A neurotic Jewish woman (Renee Taylor) and a womanizing Italian (Joseph Bologna) meet at a group therapy session and fall tentatively in love.
Genres, Themes, Actors, and Directors:
- Cross-Cultural Romance
- Romantic Comedy
Response to Peary’s Review:
Peary’s review of this “brutally insightful” romantic comedy by husband-and-wife team Joseph Bologna and Renee Taylor is spot on: he notes that while the “picture starts out awkwardly”, you should “stick with it because you’ll be rewarded” by scenes that “you may have seen previously only in your own life — never on the screen”. Indeed, it possesses a surprising number of “exceptional scenes… filled with pain and humor” — as Peary notes, it’s likely that “only an acting couple who are really in love and trust one another would dare play such emotionally devastating sequences” (and it’s especially heartwarming to know that they’re still together, in real life, after 40 years of marriage).
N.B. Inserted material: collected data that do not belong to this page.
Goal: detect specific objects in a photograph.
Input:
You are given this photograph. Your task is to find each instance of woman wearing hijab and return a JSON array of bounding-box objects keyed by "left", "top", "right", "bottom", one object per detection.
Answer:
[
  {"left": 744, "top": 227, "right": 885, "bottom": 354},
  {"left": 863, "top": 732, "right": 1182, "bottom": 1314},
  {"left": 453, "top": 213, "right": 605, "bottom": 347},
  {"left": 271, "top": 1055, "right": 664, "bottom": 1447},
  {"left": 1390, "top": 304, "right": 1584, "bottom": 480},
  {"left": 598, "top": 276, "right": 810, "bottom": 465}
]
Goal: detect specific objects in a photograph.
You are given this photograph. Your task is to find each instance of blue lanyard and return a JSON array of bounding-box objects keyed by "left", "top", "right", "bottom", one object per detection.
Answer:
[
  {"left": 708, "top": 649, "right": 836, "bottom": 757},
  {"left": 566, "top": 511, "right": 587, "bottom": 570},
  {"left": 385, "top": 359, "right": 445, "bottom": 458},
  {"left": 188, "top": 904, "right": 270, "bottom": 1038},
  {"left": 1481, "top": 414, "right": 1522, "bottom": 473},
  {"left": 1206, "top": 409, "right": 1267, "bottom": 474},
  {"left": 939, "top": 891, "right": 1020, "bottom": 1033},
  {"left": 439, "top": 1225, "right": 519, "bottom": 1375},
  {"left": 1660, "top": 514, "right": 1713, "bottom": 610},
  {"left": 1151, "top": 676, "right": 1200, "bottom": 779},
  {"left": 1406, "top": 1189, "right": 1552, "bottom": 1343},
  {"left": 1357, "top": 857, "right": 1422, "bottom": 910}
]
At times, Taylor and Bologna’s script goes for laughs that are a little too obvious and easy (i.e., most of the initial group therapy scene) — yet slowly but surely, they allow their (semi-autobiographical?) characters to delve mercilessly into the flaws and neuroses that so often tear couples apart, and a surprising amount of honesty emerges. I’ll admit I didn’t expect myself to be so enmeshed in these characters’ fates by the film’s undeniably powerful ending.
Redeeming Qualities and Moments:
- Renee Taylor as Pandora
- Joseph Bologna as Gig
- Fine supporting performances
- A surprisingly smart and insightful screenplay
No, but it’s certainly recommended, if you can locate a copy.